1805, Robert Forsyth, The beauties of Scotland - Volume 1, page 512:
- Of this ridge Soutra hill is supposed to be the highest; but hitherto no actual mensuration is known to have been taken of it : but, in judging by the view, from its elevated top, of the neighbouring hills and country, it must be upwards of 1500 feet high.
2013, P. D. Lark, B. R. Craven, & R. C. L. Bosworth, The Handling of Chemical Data, ISBN 1483146154, page 1:
- The pointer readings will contain all the real information on the subject, and the extension of scientific principles will involve an extension of mensuration to include the new subject.
- (mathematics) The study of measurement, especially the derivation and use of algebraic formulae to measure the areas, volumes and different parameters of geometric figures.
- 1992, Rudolf M. Schuster, The Hepaticae and Anthocerotae of North America: East of the Hundredth Meridian, volume V, page ix
- With the passage of time I have realized that the illustrations can also serve, to some extent, to make mensuration more readily possible.
- (music) A 13th century system for governing rhythmic relationships in music that was a precursor to the modern use of time signatures; The use of mensural notation.
2015, Ruth I. DeFord, Tactus, Mensuration and Rhythm in Renaissance Music, ISBN 1107064724, page 470:
- Different levels of mensuration have different roles in the musical structure. The most prominent one is the one corresponding to the compositional tactus.
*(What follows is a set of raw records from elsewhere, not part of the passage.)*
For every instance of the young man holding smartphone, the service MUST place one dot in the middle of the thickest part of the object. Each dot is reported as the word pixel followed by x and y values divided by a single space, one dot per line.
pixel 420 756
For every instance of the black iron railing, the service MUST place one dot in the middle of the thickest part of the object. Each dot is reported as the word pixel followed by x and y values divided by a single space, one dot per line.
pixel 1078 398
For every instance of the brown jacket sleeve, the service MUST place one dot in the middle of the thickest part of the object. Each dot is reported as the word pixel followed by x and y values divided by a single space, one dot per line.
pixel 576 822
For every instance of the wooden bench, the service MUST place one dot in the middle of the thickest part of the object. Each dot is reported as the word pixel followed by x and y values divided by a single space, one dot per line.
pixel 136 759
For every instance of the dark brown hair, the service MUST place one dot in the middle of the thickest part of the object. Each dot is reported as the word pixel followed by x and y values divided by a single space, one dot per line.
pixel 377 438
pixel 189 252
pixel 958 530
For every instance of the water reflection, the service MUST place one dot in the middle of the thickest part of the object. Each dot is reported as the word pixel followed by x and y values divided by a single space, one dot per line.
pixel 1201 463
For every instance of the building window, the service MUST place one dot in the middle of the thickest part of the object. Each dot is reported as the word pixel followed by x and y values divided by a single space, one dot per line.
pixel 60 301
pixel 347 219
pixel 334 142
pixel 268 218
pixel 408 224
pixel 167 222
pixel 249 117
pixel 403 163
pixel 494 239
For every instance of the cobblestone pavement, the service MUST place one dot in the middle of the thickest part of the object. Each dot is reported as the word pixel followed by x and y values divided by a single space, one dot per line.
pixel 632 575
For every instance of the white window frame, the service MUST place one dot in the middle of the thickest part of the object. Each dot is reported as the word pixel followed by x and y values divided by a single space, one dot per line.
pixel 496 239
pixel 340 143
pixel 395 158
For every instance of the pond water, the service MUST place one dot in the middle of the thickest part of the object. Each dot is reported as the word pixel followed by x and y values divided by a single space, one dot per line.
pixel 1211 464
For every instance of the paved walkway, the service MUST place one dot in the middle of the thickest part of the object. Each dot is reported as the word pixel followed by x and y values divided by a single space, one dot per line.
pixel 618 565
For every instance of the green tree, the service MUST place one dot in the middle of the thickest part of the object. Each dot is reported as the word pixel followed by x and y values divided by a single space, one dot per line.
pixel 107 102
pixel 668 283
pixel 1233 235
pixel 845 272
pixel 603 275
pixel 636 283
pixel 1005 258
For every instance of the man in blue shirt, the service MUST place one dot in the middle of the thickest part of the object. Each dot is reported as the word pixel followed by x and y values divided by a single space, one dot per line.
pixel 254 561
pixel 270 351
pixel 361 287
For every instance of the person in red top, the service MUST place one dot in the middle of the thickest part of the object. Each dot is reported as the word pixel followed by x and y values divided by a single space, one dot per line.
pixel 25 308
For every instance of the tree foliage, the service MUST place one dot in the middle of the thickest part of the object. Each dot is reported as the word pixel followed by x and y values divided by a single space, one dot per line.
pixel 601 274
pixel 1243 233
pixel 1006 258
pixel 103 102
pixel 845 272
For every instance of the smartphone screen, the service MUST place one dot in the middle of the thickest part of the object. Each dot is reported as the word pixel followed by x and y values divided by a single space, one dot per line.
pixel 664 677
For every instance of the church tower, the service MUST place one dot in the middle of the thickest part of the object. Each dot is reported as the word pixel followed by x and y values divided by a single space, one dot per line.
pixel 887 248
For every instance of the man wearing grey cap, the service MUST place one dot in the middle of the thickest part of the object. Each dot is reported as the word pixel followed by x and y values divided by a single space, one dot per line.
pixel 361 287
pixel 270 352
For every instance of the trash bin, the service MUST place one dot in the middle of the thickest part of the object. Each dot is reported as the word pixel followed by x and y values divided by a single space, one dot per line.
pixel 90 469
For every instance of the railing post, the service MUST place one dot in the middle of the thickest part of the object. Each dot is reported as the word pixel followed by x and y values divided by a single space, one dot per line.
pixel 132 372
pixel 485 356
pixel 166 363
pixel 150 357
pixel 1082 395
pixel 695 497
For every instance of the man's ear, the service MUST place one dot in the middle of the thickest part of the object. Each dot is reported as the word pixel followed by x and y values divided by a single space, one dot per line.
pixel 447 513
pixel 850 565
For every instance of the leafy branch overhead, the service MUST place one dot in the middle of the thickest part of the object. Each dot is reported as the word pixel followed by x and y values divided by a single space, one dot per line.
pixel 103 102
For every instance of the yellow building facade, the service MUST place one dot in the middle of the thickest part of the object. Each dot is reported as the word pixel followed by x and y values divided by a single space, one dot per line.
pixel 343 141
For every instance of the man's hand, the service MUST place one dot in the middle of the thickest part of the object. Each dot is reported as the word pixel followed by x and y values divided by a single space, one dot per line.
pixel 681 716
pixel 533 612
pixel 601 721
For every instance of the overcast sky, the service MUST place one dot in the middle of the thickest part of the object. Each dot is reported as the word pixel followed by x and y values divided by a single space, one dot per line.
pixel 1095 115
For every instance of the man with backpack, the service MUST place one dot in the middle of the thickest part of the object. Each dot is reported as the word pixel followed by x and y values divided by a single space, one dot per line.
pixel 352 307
Rhythmic groups may contradict the mensuration temporarily, but in the examples in this book, they never do so throughout an entire piece.
- (forestry) The use of quantitative measurements of forest stand to determine stand timber volume, productivity, and health.
1973, Thomas W. Beers & Charles I. Miller, Manual of Forest Mensuration:
- Forest mensuration, in many respects the most important branch of forestry, was nicely defined by Professor Henry S. Graves (1906) in the first complete volume on forest mensuration to appear in the Americas.